The 96th annual Newspapers Canada National Conference and Trade Show began promptly at 8:30am at the Sheraton Centre in Toronto, Ontario. Beginning the morning on a realistic foot, Paul Godfrey moved the crowd with his riveting expression of the struggle print media publishers have trying to compete with digital media. “If you exist only today in print, you will not survive for long,” he said recognizing the reality of newspapers.
Godfrey is a well-respected man with a lot to say about the publishing industry from a political standpoint, a publishing perspective and the business aspect. Godfrey has been known for his 11-year role in politics as the Chairman of the Municipality of Metropolitan Toronto and as President and CEO of Toronto Blue Jays Baseball Club, Sun Media Corporation and National Post.
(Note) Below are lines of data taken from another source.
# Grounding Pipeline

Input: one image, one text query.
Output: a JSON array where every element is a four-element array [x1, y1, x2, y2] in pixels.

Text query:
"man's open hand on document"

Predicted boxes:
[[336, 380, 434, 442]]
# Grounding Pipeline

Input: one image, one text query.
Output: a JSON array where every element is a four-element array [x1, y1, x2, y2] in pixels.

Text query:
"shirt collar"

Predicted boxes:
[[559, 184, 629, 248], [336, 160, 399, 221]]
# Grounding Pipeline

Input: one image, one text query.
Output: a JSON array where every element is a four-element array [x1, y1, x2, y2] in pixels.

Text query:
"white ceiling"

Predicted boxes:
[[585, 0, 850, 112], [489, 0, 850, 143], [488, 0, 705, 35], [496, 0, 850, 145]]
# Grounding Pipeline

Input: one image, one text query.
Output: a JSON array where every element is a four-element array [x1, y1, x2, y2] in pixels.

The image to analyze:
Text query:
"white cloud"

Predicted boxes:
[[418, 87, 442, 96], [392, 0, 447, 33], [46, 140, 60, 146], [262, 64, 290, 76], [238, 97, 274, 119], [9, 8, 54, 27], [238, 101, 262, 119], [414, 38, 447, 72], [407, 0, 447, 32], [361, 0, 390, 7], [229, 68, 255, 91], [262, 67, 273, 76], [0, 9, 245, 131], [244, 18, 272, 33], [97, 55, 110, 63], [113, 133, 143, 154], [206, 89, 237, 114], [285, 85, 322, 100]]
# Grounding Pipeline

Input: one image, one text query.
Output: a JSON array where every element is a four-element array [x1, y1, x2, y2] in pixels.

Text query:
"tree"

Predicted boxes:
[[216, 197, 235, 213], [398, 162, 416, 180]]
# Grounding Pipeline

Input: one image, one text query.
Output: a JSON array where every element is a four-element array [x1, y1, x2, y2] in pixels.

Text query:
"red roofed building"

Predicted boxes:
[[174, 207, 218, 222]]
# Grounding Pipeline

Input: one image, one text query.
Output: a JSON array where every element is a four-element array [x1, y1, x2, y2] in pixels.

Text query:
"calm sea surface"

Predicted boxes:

Paul Godfrey has a lot to say about the “Changing Face of Newspapers.”
While not on board with the idea of newspapers disappearing any time soon, Godfrey understands the struggle print media must endure just to compete with the digital age. However, Godfrey is not naive, believing, rather, that “newspapers are in great difficulty.”
During his return to Sun Media after the breakthrough of the digital media, Godfrey was in awe to see newspapers were handing out content for free. “The content that they gathered, all newspapers were giving it away for nothing on something called ‘the internet’ and I thought, ‘wow, isn’t that amazing.’”
Recognizing the decline of revenue from advertisements, Godfrey discussed what he was doing for the future of Postmedia in regards to gaining back lost income from ads. “Many newspapers including Postmedia are scrambling as quickly as they can to charge for content on various platforms. There’s no doubt about that,” Godfrey said. “Postmedia has done a number of things. We are on four platforms, which we call our ‘media quartet’, which is print, the web, the tablet and the smartphone.” Godfrey believes in completion through all social platforms, “Google and Facebook have dammed the river upstream. They get most of the digital advisement.”
The life span for print media in today’s age is slowly declining along with advertisement sales and the hope for the future. Godfrey uses the New York Times as an example of declining revenues. “[New York Times] are now counting the days until they become a company that relies on 60 per cent of revenue from reader participation and 40 per cent from advertising from print and digital,” says Godfrey.
Now it is almost too difficult to remember the days that the Times was averaging approximately 75 per cent of revenues from advertising and only 20 per cent from circulation. It goes without saying that the numbers do not compare.
While classified ads used to be the “heart and soul of newspaper revenue,” Godfrey explains the erosion of classified ads as “print ad revenue is in decline and continues to be that way.”
As a fact of life, change is everywhere. As CEO of Postmedia, Godfrey can recognize the facts of change. “Change is always taking place in this industry. You have to adjust to the change. Those who don’t adjust lose their jobs; the people that did adjust strived in the industry.”
“Right now we have over 180 newspapers-community newspapers, daily newspapers, some big and some not big at all in this country. I believe there will be more consolidation in the future,” said Godfrey. “I do not believe that newspapers themselves will disappear but I believe the device of the smartphone will be the device of the future.”
As the keynote comes to an end, Godfrey relishes on how much publications and print media have changed his life and his career. In a few short words he captures the essence of newspapers and their impact on the world, “We have been well served by newspapers, and it would be a pity if we lost them.”